There are good reasons for pizza purveyors to move buyers to web ordering. Online customers spend more and are more satisfied, and serving them is more efficient for each individual store. People who order online are also more likely to jump on the promotions that marketers use to drive interest in new products. Bob Kraut, VP-marketing at Pizza Hut, which expects to do $1 billion in online sales by the end of 2012 -- a whopping tenfold increase from the May 2007 level of $100 million -- said the online pizza buyer is more recession-proof than most.

"We're seeing very healthy increases year over year with our web business," he said. "I think that's because the customer is a little higher income and has a greater connectedness to this form of ordering and tends to not be affected by the economic conditions as maybe other customers." Pizza Hut has also begun to compete more with casual dining by offering pasta dinners with breadsticks that serve four for $15.

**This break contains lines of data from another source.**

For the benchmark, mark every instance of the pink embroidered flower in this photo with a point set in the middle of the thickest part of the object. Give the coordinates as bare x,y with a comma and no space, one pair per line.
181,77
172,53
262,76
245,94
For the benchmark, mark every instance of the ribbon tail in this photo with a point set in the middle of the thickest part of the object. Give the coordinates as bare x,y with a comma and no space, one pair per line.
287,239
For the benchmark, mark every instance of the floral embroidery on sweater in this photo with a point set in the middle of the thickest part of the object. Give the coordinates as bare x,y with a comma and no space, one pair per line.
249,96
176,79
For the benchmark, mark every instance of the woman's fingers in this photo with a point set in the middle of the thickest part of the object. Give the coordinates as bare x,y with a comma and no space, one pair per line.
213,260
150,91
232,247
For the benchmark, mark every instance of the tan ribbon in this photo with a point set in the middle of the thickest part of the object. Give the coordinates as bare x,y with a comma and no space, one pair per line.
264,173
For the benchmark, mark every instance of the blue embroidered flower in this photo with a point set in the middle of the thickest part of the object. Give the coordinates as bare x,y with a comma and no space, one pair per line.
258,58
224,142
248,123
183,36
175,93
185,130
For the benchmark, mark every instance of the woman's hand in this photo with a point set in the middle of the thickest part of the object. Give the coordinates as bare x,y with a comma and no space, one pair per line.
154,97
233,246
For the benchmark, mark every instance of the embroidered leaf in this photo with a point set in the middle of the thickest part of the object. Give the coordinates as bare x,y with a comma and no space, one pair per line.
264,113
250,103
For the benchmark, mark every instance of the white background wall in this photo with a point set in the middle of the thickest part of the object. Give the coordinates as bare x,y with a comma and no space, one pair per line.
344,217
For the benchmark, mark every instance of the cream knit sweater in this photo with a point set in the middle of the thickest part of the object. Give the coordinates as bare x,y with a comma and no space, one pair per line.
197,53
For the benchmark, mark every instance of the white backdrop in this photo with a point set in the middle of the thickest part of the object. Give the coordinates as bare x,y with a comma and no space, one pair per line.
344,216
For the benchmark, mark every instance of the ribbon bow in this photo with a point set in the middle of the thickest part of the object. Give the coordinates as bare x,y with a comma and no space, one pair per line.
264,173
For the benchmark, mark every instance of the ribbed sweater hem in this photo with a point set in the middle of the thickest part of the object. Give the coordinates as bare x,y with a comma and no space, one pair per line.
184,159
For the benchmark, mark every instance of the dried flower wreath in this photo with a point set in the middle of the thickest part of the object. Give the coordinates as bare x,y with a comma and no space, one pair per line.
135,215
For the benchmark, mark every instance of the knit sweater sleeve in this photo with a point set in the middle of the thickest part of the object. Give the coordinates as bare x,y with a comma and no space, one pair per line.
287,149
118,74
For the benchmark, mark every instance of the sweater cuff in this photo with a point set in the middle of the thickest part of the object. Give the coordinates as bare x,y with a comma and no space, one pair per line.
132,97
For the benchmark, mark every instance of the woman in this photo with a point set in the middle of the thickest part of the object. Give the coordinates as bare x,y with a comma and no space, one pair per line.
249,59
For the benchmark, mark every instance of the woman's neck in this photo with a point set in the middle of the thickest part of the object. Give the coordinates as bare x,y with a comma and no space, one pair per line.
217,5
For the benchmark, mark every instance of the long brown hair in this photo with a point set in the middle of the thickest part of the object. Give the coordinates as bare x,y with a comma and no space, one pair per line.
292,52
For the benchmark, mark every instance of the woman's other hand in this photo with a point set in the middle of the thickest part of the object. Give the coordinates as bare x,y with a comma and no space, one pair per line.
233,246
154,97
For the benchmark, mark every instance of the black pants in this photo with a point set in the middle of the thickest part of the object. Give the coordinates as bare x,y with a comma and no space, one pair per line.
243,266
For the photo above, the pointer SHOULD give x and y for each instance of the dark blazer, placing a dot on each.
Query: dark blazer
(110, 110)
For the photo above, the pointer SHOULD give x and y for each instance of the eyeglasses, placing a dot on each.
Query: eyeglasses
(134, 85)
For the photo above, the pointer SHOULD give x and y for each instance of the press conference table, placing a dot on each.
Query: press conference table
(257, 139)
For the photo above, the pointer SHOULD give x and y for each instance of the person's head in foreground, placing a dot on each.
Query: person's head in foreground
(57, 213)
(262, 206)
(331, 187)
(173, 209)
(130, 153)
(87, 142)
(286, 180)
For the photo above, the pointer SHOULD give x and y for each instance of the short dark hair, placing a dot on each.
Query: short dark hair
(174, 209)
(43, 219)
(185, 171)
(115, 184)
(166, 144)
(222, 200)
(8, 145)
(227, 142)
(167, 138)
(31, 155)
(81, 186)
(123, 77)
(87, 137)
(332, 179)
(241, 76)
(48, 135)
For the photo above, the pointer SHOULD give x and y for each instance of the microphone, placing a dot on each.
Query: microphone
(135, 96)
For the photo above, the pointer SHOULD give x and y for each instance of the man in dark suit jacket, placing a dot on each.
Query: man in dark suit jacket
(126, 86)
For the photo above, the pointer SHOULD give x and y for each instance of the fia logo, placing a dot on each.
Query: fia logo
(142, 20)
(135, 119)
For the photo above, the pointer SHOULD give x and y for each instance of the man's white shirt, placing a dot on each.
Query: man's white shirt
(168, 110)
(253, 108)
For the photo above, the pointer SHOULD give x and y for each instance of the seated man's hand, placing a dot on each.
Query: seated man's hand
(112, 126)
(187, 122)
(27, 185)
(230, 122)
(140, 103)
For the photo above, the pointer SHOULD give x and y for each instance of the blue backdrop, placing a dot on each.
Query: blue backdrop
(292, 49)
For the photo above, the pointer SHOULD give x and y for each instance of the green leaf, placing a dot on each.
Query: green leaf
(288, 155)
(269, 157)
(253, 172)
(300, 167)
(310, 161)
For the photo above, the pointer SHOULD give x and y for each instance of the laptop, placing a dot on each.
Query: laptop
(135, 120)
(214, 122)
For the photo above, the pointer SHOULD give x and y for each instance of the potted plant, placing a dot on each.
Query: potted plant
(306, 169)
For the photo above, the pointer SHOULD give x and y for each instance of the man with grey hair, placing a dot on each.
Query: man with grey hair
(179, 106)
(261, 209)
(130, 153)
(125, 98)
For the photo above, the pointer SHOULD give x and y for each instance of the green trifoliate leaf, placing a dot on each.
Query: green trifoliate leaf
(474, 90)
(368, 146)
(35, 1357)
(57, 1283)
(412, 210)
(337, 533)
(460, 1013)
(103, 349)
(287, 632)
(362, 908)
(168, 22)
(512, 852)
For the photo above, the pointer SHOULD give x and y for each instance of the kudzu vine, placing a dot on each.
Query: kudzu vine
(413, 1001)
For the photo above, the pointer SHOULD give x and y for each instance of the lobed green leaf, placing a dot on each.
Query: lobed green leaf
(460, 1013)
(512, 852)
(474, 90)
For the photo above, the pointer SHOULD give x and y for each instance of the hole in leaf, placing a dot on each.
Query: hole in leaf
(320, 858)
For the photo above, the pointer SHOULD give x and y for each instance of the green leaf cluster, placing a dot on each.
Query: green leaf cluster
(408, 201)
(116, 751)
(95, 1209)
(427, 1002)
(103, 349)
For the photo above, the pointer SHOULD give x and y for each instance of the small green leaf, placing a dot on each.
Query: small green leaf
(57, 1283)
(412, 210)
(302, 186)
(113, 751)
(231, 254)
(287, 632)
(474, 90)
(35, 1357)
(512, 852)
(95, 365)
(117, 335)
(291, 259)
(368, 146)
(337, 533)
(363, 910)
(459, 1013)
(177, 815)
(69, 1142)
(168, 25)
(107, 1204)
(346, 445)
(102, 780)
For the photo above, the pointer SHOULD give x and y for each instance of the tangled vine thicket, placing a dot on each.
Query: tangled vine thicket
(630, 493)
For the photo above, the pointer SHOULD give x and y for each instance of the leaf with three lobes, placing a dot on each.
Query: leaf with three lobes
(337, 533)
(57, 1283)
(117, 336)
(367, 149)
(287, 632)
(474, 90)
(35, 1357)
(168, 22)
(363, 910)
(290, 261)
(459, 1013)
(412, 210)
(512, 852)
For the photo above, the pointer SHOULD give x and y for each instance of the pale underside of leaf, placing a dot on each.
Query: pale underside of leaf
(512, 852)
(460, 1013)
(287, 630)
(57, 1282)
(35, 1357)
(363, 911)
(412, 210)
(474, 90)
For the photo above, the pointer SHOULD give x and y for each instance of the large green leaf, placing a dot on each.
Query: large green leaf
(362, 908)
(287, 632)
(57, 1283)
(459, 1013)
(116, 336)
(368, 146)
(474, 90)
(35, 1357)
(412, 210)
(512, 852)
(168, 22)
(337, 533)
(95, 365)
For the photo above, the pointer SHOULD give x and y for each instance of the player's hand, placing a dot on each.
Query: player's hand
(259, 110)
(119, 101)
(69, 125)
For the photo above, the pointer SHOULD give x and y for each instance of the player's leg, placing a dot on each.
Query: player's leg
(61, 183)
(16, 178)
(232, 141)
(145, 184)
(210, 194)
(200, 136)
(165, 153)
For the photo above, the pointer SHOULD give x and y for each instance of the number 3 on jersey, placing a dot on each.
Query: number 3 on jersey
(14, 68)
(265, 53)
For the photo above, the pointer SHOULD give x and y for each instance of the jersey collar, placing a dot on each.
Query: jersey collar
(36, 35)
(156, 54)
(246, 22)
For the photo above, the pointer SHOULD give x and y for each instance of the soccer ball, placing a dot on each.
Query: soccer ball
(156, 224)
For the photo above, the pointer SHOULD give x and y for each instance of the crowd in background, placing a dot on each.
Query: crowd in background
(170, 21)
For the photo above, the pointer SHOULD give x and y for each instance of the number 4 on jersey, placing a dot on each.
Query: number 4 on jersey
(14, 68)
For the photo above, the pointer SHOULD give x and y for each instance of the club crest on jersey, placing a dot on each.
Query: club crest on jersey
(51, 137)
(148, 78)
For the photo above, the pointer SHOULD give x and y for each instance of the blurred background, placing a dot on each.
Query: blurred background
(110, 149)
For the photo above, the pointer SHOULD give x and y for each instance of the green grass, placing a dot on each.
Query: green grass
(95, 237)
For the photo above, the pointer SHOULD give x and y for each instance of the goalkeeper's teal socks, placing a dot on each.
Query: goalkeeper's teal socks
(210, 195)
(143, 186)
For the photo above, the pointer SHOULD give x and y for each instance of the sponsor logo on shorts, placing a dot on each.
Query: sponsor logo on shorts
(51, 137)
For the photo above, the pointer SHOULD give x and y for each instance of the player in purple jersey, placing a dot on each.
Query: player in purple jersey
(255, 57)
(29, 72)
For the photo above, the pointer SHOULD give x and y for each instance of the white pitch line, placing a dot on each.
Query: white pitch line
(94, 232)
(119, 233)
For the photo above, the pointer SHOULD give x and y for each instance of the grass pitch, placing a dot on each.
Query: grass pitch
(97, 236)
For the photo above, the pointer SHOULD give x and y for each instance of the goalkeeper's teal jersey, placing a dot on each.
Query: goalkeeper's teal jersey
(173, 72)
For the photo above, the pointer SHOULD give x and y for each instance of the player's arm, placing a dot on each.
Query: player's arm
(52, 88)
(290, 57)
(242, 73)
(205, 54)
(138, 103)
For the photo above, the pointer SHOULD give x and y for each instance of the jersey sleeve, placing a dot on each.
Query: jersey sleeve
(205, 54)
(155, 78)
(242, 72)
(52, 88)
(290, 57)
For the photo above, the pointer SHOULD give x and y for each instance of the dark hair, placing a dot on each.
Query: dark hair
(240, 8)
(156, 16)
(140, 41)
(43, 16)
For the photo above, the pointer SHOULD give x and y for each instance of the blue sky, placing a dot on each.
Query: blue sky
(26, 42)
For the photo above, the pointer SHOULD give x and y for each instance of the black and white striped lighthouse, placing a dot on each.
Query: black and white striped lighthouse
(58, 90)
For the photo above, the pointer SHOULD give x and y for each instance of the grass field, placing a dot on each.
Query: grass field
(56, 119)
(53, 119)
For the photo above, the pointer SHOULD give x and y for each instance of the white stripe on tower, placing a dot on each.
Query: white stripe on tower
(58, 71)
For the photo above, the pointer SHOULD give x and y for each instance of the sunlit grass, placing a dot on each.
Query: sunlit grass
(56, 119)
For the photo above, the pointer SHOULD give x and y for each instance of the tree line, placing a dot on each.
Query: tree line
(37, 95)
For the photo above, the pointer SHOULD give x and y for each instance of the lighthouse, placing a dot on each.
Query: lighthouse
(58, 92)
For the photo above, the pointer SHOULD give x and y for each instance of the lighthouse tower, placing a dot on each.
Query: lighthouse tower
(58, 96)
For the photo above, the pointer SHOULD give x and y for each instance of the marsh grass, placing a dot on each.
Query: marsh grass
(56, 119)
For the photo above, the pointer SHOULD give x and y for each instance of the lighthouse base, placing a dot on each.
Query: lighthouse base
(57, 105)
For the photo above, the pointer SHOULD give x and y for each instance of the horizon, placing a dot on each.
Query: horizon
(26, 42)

Rob Weisberg, Domino's VP-multimedia marketing, said the average online buyer spends $2 more than one who orders by phone or in person. Domino's does about 75 online orders a second, and Mr. Weisberg said the chain now has fewer employees answering the phone and more of them making pizzas. He declined to give the percentage of sales from online.

Papa John's, which spurred its two much-larger competitors to action in the online arena several years ago, did not respond to requests for comment.

Suited to online sales
Sam Sebastian, director of local and B-to-B markets at Google, who works frequently with Domino's, Pizza Hut and Papa John's, said delivery pizza may just be better suited to online sales. All three chains have exploited that advantage by shifting spending to banner ads and search engine optimization from traditional media faster than their fast-food counterparts.

Mr. Kraut said a key for Pizza Hut has been trying to make its website "slippery" instead of "sticky." That means it is constantly looking for ways to help consumers place their orders more quickly.

Domino's, home of the pizza tracker, is working on that too. Mr. Weisberg said the company recognizes the first-time order as a barrier to entry because consumers have to take the time to input their addresses and credit-card information, set a password, and build their pizza. But the next time they log in and want to place the same order, it can be done in 15 seconds.

"There's more of a barrier to exit," he said. For that reason, Mr. Weisberg said, Domino's has cookies built into its site that recognize first-time users and offer special discounts. The Pizza Hut site does too.

Taking tie-ins
Pizza Hut and Papa John's are also attempting to drive online sales through entertainment tie-ins that have traditionally been the bread and butter of burger joints. Papa John's is partnering with "X-Men Origins: Wolverine," and Pizza Hut with "Terminator Salvation," starring Christian Bale. Pizza Hut will offer five minutes of exclusive content from director McG beginning in May. It's sure to please the fanboys.

Mr. Kraut said the event presents an opportunity to deepen relationships with current customers and attract new ones to the site. It doesn't hurt that the comic-book and video-game crowds also tend to be a younger, more tech-savvy bunch.

"We're engaging them on a level of popular and social currency of the movie while also getting people to opt in and buy Pizza Hut," Mr. Kraut said. "And we're generating customers that haven't visited PizzaHut.com before."

Pizza Hut has done similar promotions with eMusic and Rockstar Games.